Gli Zanotto avevano una stalla a fianco alla casa (quella sullo sfondo della fotografia), un pollaio, qualche manza, i maiali e spesso condividevano ciò che avevano con i loro compaesani, nel segno di quella solidarietà tra vicini che la società oggi pare abbia dimenticato.
La storia di papà Orci
Orci, che è scomparso nel 2017, faceva il mazariol, ovvero il norcino, e per questo motivo conosceva praticamente tutti i problemi di ogni famiglia di Cavaso. È stato anche il primo a organizzare i carri mascherati in paese e, con una ricerca storica, ha portato alla luce che a Cavaso, durante la Seconda Guerra Mondiale, non erano morte soltanto una cinquantina di persone, ma circa 450.
Il carattere di mamma Caterina
Caterina invece era un’eccellente sarta, da far impallidire qualsiasi servizio “tailor made” moderno: creava vestiti su misura anche per donne con problemi fisici, con la gobba per esempio, e lavorava anche di notte per riuscire a far tutto in tempo. Poi chiaramente si prendeva cura dei figli, cucinando la polenta e disponendolo su un enorme tagliere in quella cucina che è ancora sacra a tutti gli Zanotto: “Chiudi la porta che scappa la polenta” diceva spesso, quando la teglia spandeva sulla tavola.
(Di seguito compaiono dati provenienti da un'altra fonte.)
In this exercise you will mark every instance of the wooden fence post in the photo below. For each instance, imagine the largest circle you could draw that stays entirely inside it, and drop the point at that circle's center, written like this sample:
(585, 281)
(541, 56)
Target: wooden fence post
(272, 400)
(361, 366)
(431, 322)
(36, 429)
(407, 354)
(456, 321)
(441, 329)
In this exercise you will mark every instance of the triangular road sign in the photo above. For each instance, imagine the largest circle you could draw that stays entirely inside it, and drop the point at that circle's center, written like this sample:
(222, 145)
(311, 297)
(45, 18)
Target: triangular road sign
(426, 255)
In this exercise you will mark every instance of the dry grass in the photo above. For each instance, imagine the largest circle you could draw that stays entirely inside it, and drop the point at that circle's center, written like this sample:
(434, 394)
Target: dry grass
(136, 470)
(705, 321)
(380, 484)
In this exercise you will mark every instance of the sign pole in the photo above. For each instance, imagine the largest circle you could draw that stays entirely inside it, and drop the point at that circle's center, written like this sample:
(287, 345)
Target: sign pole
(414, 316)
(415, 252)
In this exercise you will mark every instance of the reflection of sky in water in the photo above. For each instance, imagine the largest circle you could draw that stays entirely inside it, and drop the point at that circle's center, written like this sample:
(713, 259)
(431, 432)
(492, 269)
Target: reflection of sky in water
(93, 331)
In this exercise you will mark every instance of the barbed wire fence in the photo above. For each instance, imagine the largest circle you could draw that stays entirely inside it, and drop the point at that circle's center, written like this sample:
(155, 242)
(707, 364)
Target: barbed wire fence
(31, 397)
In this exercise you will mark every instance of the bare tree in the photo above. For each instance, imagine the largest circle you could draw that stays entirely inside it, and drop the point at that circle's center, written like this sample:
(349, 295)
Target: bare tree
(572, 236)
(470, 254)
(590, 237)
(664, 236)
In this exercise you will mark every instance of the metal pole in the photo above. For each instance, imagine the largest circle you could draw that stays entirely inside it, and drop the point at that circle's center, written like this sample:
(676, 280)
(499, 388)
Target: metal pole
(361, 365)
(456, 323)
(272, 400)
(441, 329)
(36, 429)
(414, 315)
“Mia madre era molto rigorosa – ci spiega Ilda, assieme alle sorelle Alma e Lia – Ci ha insegnato a tutti quanti la disciplina e quel che siamo oggi lo dobbiamo anche a lei. Ti squadrava con un occhio e ti metteva in riga, ma ti arrivava anche qualche sberla se era necessario. Poi, finito di mangiare, anche quando faceva tanto freddo andava a lavare i piatti sulla “piera” che c’è qui dietro.
I figli come risorsa
I figli di Orci raccontano che ognuno di loro è stato accolto con grande gioia, anche perché già da giovani i bambini davano una mano in casa e da ragazzi contribuivano al sostentamento della famiglia. Certo, da ragazzini i fratelli combinavano qualche malanno e Caterina li inseguiva per tutta la casa fino alla soffitta, dove non voleva mai salire (ma prima o poi i ragazzi sarebbero dovuti scendere).
Nonno Orci sarebbe felice
Almeno un paio di volte all’anno, i figli convocano quello che chiamano il “G8”: si siedono attorno a un tavolo, quello stesso dove hanno pranzato e cenato tante volte, e discutono di questioni di famiglia. Molti dei nipoti sono ben inseriti nell’associazionismo cavasotto e alcuni gestiscono delle attività. La cosa più bella e rara di tutte? Tutti gli otto fratelli vanno d’accordo tra di loro e, anzi, una volta ogni tanto organizzano una cena o un pranzo collettivo, per far sì che anche cugini e cugini di secondo grado si conoscano tra loro, dando un senso più vero, più profondo, al legame che li unisce.